Gopal P. Mathur
Boi N. Tran
Douglas Aircraft Co., McDonnell Douglas Corp., MC 36-60, 3855 Lakewood Blvd., Long Beach, CA 90846
Active control of sound transmission through elastic structures, such as panels using structural inputs, has received considerable attention in recent years. The active control technique of improving structural transmission loss (TL) by applying control forces directly to the transmitting structure using single or multiple piezoelectric actuators mounted on the structure rather than using acoustic canceling sources is known as active structural acoustic control (ASAC) method. This paper presents results of experimental investigations of ASAC method in improving the TL of a panel. Wave-number analysis was employed to understand the mechanism of improving the TL of a panel using multiple piezoceramic actuators. Experiments were conducted to measure near-field sound radiation from a baffled panel (dimensions: 1.75 mx1.14 mx1.27 mm) subjected to acoustic excitation for both with and without active control conditions. The active control of the panel TL was achieved by four piezoceramic actuators mounted on the panel.
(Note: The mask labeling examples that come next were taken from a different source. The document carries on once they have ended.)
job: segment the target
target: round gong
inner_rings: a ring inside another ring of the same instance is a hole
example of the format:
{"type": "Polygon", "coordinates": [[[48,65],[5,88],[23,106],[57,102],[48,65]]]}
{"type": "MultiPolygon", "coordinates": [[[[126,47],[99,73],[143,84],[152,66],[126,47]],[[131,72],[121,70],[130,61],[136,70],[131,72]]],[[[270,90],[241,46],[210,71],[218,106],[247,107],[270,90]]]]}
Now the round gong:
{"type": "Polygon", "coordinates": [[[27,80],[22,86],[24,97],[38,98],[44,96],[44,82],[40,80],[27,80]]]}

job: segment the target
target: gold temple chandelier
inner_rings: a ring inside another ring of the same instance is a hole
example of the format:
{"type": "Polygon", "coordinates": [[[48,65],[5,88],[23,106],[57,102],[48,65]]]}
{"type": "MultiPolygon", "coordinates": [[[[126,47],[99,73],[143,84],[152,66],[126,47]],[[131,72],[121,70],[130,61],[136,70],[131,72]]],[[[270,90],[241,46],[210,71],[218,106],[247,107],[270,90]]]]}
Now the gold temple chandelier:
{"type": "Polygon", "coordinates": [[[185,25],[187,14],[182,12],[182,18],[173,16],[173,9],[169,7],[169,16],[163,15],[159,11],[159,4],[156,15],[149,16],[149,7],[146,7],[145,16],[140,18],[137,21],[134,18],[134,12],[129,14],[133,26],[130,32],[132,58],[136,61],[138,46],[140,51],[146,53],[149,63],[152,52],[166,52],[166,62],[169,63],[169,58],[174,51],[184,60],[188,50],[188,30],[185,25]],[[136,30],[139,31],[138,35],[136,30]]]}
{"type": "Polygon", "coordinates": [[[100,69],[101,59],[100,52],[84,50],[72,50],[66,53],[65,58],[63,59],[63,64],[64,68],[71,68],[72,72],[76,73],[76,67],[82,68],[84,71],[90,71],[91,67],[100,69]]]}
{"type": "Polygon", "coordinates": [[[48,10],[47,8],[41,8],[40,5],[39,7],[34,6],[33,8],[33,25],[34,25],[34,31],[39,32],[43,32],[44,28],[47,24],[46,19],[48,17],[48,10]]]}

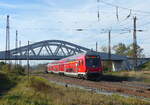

An array of four microphones placed about 1 m away from the panel were used as error transducers for a multiple-input multiple-output active control system. The transmitted acoustic field was measured by a two-dimensional array of microphones (array size: 22x14). The wave-number frequency spectra of the sound field were obtained by implementing Fourier transforms on the spatial domain data. Sound intensity measurements were also made to determine improvements in panel transmission loss. Comparison of measured wave-number spectrum for the active control condition with that of baseline (without control) showed that sound radiation from the acoustically fast lower-order modes at low wave numbers is significantly reduced. Results from the near-field acoustical holographic measurements will also be discussed. The relative reduction in sound power levels due to ASAC estimated from the near-field holographic measurements compared very well with those obtained from sound intensity measurements.